"Let's try not to eat so much for breakfast today because we're going over to my tia's house for lunch later," my mom explained to us over her small cup of strong, sweet coffee. The hot Italian sun beat down on us despite the early hour. It was July.
We were in Avezzano, a small mountain town about an hour away from Rome, and we had just woken up and were eating breakfast outside on the patio of another cousin's home. Breads and cookies and chocolate and fruit were laid out on a tray before us and I remember thinking how much I preferred drinking coffee like an adult and being able to eat cookies for breakfast. I was eleven.
We spent the afternoon shopping and trying not to eat. I was amazed by how beautiful Italians make everything--an espresso becomes a work of art with crema, steaming in all its perfection in a tiny ceramic cup and saucer. My mother purchased a bracelet and I watched in awe as the saleswoman put it in a box and tied a gold ribbon around it, then placed it in a small shopping bag with purple tissue paper and handed it across the counter with a smile on her tan face. "Grazie, signora." Even their words are beautiful.

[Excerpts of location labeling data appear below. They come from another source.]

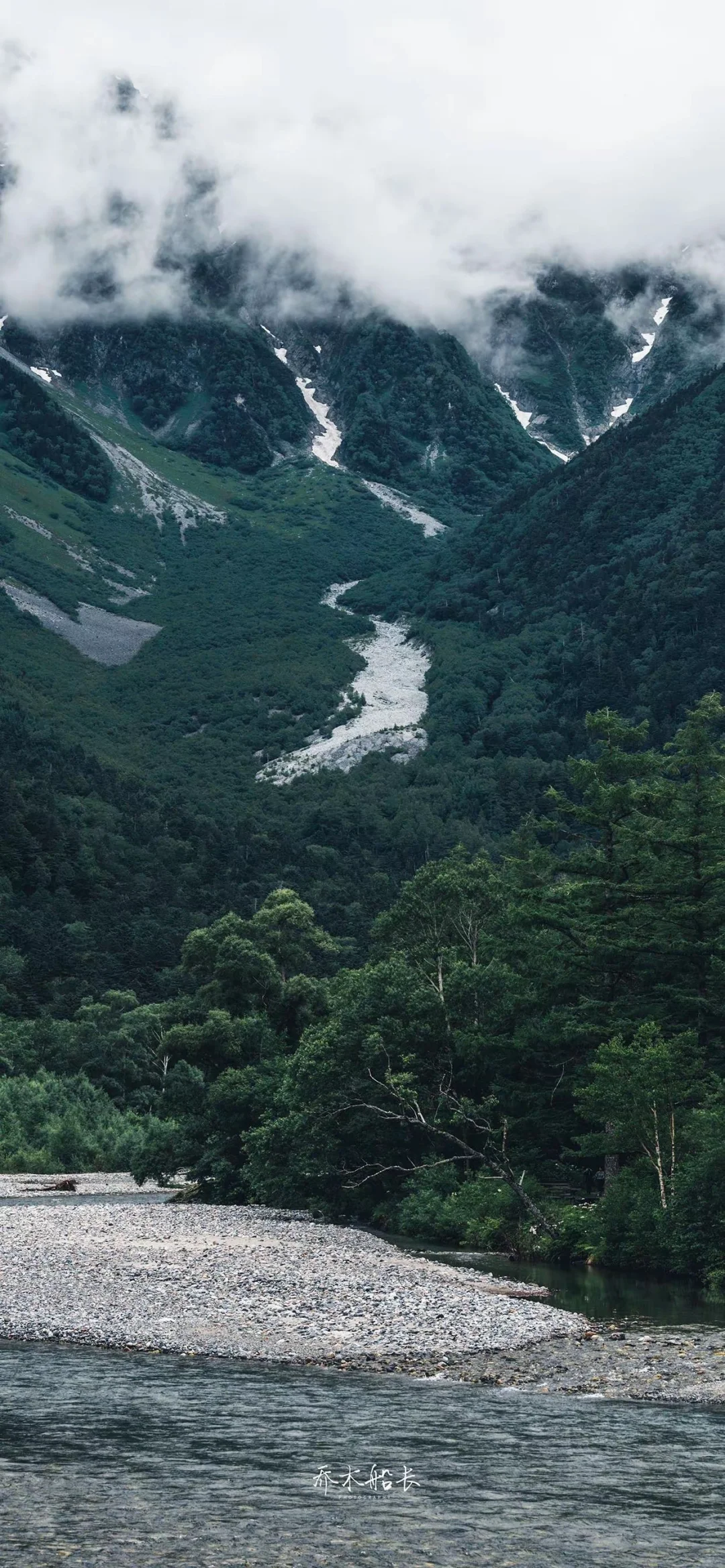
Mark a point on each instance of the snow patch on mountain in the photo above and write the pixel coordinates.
(393, 692)
(523, 417)
(159, 496)
(642, 353)
(648, 337)
(556, 452)
(330, 438)
(98, 634)
(399, 504)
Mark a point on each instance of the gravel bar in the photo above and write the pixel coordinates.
(252, 1283)
(667, 1365)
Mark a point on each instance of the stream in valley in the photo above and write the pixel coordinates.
(128, 1460)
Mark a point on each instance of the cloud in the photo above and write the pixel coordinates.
(420, 154)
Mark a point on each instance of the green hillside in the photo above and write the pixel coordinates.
(608, 579)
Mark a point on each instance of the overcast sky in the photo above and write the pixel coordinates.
(426, 152)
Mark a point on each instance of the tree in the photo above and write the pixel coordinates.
(638, 1090)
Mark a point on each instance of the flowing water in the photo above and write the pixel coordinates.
(137, 1462)
(601, 1294)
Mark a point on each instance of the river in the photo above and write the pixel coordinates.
(137, 1462)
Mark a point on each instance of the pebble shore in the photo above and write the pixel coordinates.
(247, 1282)
(272, 1285)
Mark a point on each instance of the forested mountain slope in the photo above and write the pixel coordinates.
(413, 408)
(581, 352)
(416, 413)
(597, 585)
(606, 582)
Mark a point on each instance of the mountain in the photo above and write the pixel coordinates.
(211, 613)
(605, 584)
(583, 352)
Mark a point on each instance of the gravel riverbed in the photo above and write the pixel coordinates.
(247, 1282)
(271, 1285)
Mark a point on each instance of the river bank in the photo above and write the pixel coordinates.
(273, 1286)
(248, 1283)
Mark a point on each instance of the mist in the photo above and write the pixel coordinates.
(418, 156)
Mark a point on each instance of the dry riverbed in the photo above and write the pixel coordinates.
(275, 1286)
(247, 1283)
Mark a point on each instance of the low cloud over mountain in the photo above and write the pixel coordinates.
(413, 152)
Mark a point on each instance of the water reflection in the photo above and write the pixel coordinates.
(138, 1462)
(603, 1294)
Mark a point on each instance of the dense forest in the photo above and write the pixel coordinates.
(520, 1020)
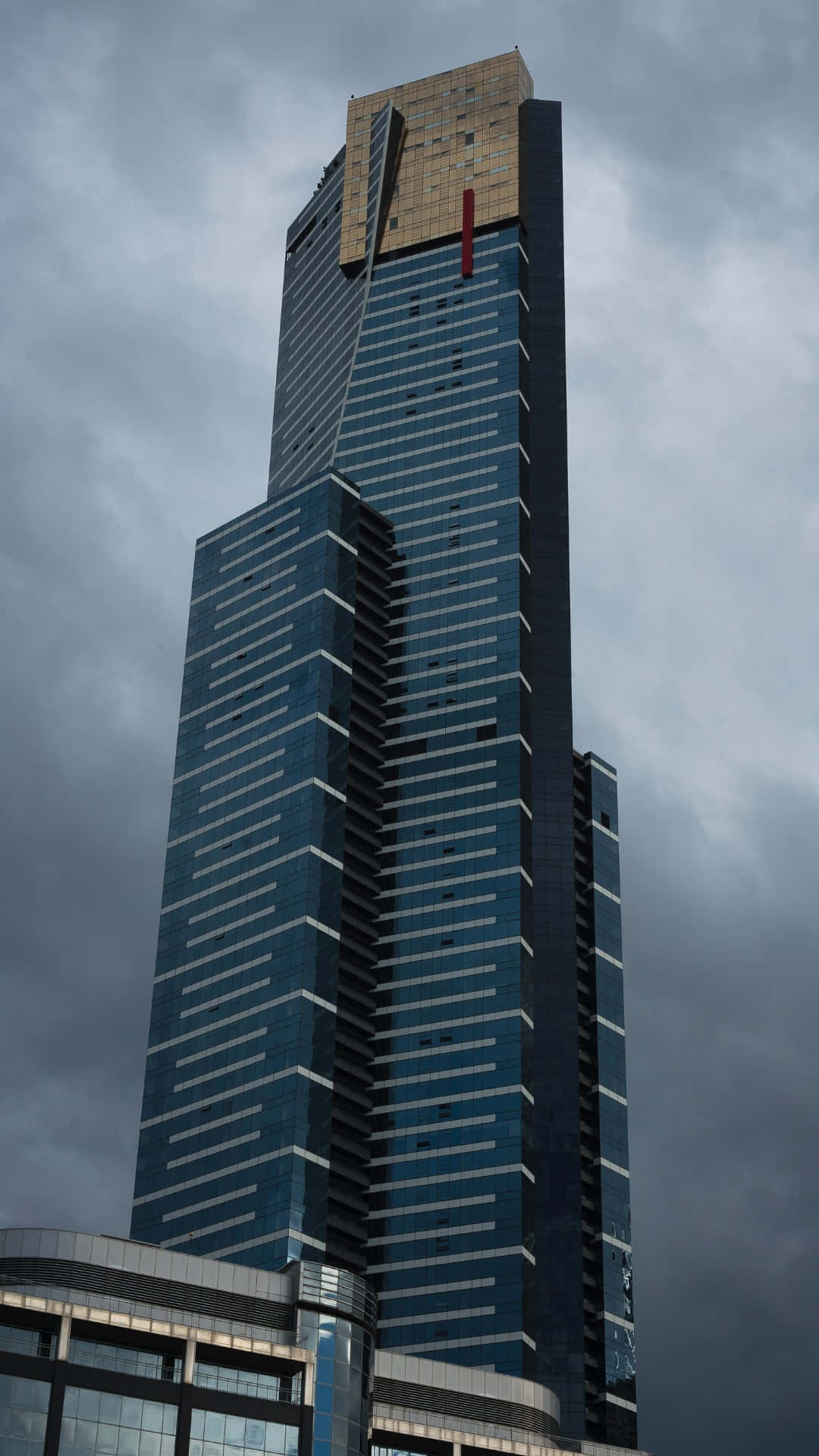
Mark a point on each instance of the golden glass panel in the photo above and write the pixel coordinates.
(436, 164)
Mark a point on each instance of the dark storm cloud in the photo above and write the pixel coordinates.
(152, 159)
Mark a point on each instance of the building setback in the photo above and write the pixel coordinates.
(388, 1027)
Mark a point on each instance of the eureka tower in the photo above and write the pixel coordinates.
(387, 1025)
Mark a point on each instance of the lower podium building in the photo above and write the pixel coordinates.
(118, 1348)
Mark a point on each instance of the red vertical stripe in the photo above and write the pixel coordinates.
(466, 237)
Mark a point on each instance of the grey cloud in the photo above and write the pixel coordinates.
(153, 158)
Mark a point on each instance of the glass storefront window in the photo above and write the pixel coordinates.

Later in the afternoon we drove closer to Rome to my great-aunt's house, and the lunch festivities began. My great-aunt, my mom's tia is a small, round woman who wears floral dresses and brought out plate after plate of delicious dishes. First, two kinds of pasta, then chicken, then beef. Lasagna and salads followed. We ate for two hours, and my younger brother and I stuffed ourselves until we could barely breathe.
My dad sat next to us, laughing and telling us about the first time he ever went to my mom's house when they were first dating. My grandpa Albino also had several dishes ready, but my dad filled himself up on the first pasta, unaware that there was more to come. Today, he only took a little of each course--he had remembered and he was prepared for the marathon lunch banquet.
My mom sat in the middle of the table, rapidly conversing with her family in Italian and sometimes turning to us to say something in English. She's trilingual but says Italian is the hardest. Without knowing for sure, it's impossible to tell which is her first language.
After all the plates were cleared, my great-aunt came out bearing dessert, and I somehow managed to sneak away from the table before tiramisu was forced upon me. I walked into the backyard and sat beneath a shady fig tree. The afternoon had edged into evening and it was finally a bit cooler, but I was uncomfortably full and told myself I wouldn't be able to eat again for days.
I laid myself down in the grass to take a nap, but there was a low-hanging branch and a dewy purple fig sat right before my face, so I picked it and ate it and then fell asleep.
This post was originally published on February 26, 2011. I wrote it in college, but I've been thinking about it a lot this week (there are figs everywhere right now! At the grocery store, on Instagram, in my kitchen, on my plate). I had to do some digging to find this post (I thought I had accidentally deleted it), so I thought I'd re-publish it for any of you who haven't been around since 2011--can you believe I've been writing on this blog for that long? If you have a favorite vacation/travel memory, I'd love to hear it.